Mon rêve, c’était de venir à Paris pour étudier. Je me disais toujours que Paris c’était le Paradis. Mais il n’y a pas de paradis en ce monde. Je suis Ivoirien et je n’ai pas eu la chance d’aller à l’école dans mon pays. Mon père ne voulait pas que j’y aille, j’étais son premier fils et il voulait que je travaille avec lui. Il était cultivateur. En voyant à la télé, les informations, je me disais que la France accueillait les gens, ne triait pas, que tout le monde était mélangé.

Je suis venu sans parent, seul, sans rien. Et le pays m’a refusé. Après un long voyage, c’était difficile. Je suis allé dans plusieurs commissariats. Ils avaient trop entendu ce genre d’histoires, il y avait beaucoup de monde, ils ont fini par me donner un papier et, au troisième commissariat, c’est là qu’on s’est occupé de moi. On m’a emmené dans un centre pour mineurs. Le lendemain, le centre m’a envoyé à La Croix-Rouge, avec toutes mes affaires. Ils m’ont mis dehors quoi ! Et la Croix-Rouge m’a dit d’aller voir le juge pour enfants.

Ça a sali l’image de la France chez moi

À la justice, ils ont pris mon dossier. Le juge m’a convoqué, j’ai demandé un coin pour dormir mais il n’y avait pas. Je n’avais pas d’extrait de naissance pour montrer que je suis mineur. C’est là que j’ai dormi dans la rue…

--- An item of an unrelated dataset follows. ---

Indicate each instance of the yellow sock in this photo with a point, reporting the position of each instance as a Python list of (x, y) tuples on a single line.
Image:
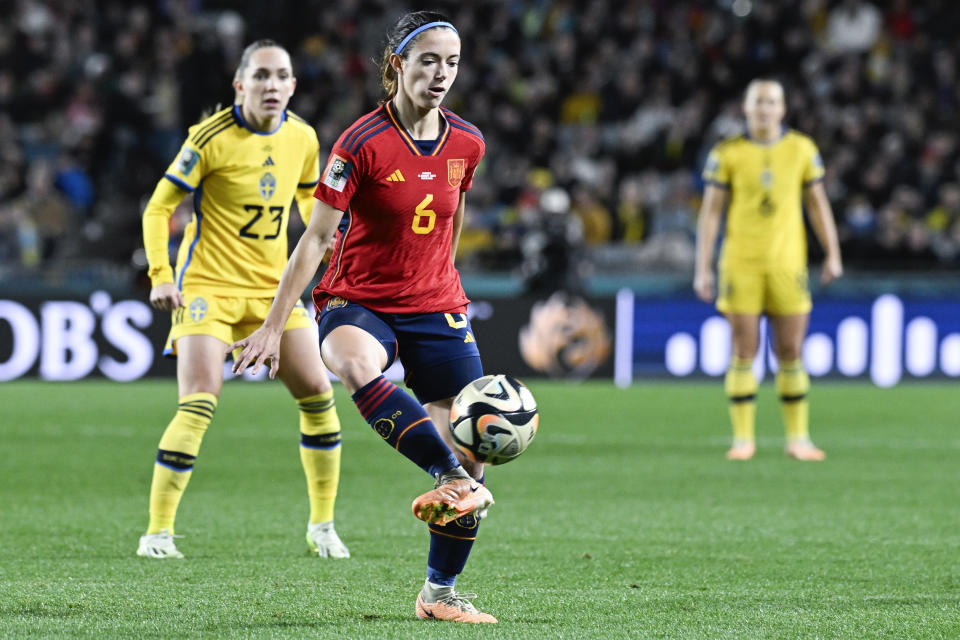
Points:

J’ai dormi au bord de la Seine et dans le métro. J’étais SDF pendant une semaine : il faisait froid, j’avais juste mon petit sac, pas de tente, juste une petite couverture. Ceux qui étaient là-bas m’aidaient. Il fallait être solidaires. Le pire, c’était le matin, juste quand le jour se lève. J’allais dans le métro, je faisais des allers-retours, pour me réchauffer. Comme je sautais les barrières du métro, je suis devenu un suspect. J’avais pas le choix, je ne voulais pas violer la loi de ce Paradis, mais c’est lui qui m’y a poussé.

Je ne supportais pas du tout ça. Je suis retourné au centre où la police m’avait emmené. Une jeune femme m’a fait dormir en cachette. Elle a appelé une femme d’une association qui m’a mis dans un hôtel pendant une semaine. Puis chez la mère d’une amie. Elle m’a mis à l’école. Elle me dit que je dois passer un diplôme. Je voudrais apprendre à lire, à écrire, m’adapter à la culture.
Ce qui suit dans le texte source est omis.